«Идя на пытку, вспомни Исаака Сирина: потщись войти во внутреннее сокровенное твоё... Как на умной молитве, на священном трезвении — ты достигал его, если хотел! — отдели дух от тела и дай телу без чувств принять страдание. Если же изменит тебе это искусство разделения живого естества, вспомни, что нет невыносимой боли, пока ты в памяти. От истинно невыносимой боли и сильный впадёт в беспамятство, а ты не столь силён телесно, да можешь ещё и помочь себе».
Неупокой начал творить тайную молитву. В прошлый великий пост он с её помощью так отделился мыслью от истощённого тела, что вдруг увидел его словно чужое, сверху откуда-то. Это мгновенное избавление от всех телесных тягот, которые в последние недели мучили его, было так эгоистически приятно, что Неупокою не показалось страшным, если он не вернётся в тело. Потом он впал в беспамятство, и голос старца Власия втащил его обратно в жизнь, как барку на бечеве, и Власий сказал тогда, что — вот, Неупокой постиг искусство священного трезвения.
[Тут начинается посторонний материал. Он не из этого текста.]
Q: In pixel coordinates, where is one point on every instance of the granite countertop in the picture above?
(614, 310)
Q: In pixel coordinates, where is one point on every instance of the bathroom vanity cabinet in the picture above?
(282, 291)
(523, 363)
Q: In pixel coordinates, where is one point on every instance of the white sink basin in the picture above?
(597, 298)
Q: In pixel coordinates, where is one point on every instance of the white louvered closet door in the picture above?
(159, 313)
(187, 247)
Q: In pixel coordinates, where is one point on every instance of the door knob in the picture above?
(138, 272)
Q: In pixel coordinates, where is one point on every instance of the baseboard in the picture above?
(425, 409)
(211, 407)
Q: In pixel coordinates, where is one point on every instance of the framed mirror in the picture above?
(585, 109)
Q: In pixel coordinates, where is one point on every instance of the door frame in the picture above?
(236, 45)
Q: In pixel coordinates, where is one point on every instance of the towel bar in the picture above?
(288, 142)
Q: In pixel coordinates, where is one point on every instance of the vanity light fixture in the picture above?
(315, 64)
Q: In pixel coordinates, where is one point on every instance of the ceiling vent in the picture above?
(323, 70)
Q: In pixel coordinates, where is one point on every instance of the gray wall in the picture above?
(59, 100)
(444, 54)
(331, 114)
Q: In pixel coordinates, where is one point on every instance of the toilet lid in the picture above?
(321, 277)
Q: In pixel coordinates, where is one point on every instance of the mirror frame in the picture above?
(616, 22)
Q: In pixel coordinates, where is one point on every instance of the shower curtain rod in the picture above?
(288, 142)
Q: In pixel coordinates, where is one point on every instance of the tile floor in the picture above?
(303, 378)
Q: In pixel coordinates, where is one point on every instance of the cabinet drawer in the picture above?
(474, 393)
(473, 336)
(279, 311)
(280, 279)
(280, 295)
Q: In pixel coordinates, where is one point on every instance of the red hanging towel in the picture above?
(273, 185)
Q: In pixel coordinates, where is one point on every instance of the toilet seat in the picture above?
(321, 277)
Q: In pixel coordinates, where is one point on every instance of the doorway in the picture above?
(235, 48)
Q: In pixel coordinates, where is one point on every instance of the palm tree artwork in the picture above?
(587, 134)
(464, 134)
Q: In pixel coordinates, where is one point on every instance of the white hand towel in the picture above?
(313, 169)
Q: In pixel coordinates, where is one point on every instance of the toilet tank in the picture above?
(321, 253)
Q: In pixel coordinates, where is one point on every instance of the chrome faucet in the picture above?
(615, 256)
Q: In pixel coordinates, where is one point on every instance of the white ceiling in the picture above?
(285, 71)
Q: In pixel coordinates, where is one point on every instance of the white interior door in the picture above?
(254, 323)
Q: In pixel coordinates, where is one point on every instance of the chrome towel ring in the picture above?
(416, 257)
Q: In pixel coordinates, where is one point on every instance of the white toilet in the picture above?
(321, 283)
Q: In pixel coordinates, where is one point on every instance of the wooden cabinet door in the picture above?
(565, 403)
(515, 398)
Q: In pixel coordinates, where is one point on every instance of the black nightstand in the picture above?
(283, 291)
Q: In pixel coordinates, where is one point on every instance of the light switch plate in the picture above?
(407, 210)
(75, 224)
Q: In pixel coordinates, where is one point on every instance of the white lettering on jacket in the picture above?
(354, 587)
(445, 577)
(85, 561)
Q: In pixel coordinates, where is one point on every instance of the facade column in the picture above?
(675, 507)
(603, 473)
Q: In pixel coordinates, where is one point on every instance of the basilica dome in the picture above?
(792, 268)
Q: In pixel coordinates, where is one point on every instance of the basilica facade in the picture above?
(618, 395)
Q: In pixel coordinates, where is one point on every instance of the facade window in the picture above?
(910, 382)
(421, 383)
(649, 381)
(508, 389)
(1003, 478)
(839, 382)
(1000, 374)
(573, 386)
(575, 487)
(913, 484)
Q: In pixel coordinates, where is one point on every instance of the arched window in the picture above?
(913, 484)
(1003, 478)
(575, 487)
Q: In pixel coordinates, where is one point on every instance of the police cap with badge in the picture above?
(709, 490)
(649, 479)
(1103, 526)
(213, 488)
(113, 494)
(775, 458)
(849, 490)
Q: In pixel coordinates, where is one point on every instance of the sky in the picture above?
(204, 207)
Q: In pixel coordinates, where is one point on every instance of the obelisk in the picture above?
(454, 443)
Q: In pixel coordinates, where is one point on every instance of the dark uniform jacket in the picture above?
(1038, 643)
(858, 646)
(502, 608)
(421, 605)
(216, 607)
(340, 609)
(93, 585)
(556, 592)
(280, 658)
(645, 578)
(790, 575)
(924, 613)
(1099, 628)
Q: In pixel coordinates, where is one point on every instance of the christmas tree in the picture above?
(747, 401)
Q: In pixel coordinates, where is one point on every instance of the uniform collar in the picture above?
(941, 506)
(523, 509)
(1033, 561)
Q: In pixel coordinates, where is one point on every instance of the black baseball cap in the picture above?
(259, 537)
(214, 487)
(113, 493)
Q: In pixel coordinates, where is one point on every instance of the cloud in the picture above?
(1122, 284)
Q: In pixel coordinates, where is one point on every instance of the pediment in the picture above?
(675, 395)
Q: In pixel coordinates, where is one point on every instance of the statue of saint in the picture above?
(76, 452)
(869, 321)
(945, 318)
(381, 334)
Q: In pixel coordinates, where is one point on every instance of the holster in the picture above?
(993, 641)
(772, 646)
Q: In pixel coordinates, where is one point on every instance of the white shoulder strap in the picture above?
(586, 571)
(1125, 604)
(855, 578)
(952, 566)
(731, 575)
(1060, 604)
Перед отъездом же в Москву Власий посетовал: «Готовил я из тебя схимника и книжника, а изготовил, видно, воина. Не сулил господь принять тебе постриг...»
Сегодня умная молитва плохо помогала. Разве что помогла проникнуть в мысли и намерения Медведя, который неподвижно, с тупым вниманием на лице натасканного недоумка ждал указания хозяина. Сейчас Медведь обхватит Неупокоя поперёк живота, зажмёт на месте, а Цимбалист с испытующей улыбкой потянет его руку к раскалённому закрайку сковороды — всё ближе, ближе, пока Неупокой не разразится воем и именем. А если промолчит, руку его до кости...
«Зверье, — затосковал Неупокой. — Тупое, страшное зверье. Сколько вас на земле у нас, словно она без аспидов стоять не может! Стол государя окружили... Как свиньи у корыта... Власть ваша поганая... Не надо мной! Где тело моё, уже не знаю... Чаша!»
Дики и растерзанны стали его мысли. Но именно из этой мути медленно стало проявляться нечто твёрдое, оседать белым соляным кристаллом, и было оно тем главным в естестве Неупокоя, что называлось его душой. Душа его стала свободной, но не от тела, а от ужаса страдания, от ужаса, сосредоточившегося отдельно в руке. Только она казалась отделившейся, словно уже сожжённой и потерянной — так прасол, услышав на пустой дороге знакомый свист, заранее списывает в убыток всё, кроме жизни. Неупокой поверил, примирился, что будет боль, рука его поверила и протянулась к боли, но то, что могло не вынести боли и завизжать на весь подвал, с торопливым захлёбом выкрикнуть дорогое имя, было отделено от боли и твёрдо, как соляной кристалл.
Понять это не дано ни Цимбалисту, ни Медведю. Вот почему, протянув руку к сковороде, Неупокой поймал на их неумных лицах такой же неумный и суеверный страх. Не беса ли они увидели в его глазах?
— Назад! — закричал человек на скамье.
Сосредоточившись на предстоящем, Неупокой забыл об этом человеке. Боярин обманул надежду старцев и был уже неважен.
Медведь отбросил Неупокоя от жаровни. Опалился лишь узкий рукав однорядки да на ладонь будто плеснуло раскалённым дробом. Василий Иванович смотрел на тлеющий рукав.
— Ум силу ломит, — сказал неясно. — Пошли обедать, мученик.
Всё совершалось в этом жутком доме не по-российски живо. Вот они в холоде подклета, и в ещё большем холоде двора, пронизанного тягой февральской оттепели после дурной метели. Простое и знакомое строение — конюшня показалась Неупокою забыто-милой, запах её едва не выдавил слезу. Там дремлет и подёргивает кожей измученный Каурко. Пойти бы, положить ему на шею голову, подышать чистым лошадиным потом и овсом... Медведь, бережно обойдя Неупокоя, вынес жаровню и бросил угли в выгребную яму. Они зашипели, будто под снегом, в глубине земли, проснулись грязные гады.
Неупокой взошёл за Колычевым на высокое крыльцо, в тёмные сени и горницу-столовую. Сел на лавку, едва дождавшись, когда усядется Умной. Сон бил его по голове тяжёлым мешком с отрубями.
— Налей ему вина, — велел Василий Иванович Русину. — Правду говорят, что в Нижнем Новгороде дома каменные, а сердца железные. Олешка, али как тебя: Неупокой! Желаешь мне служить?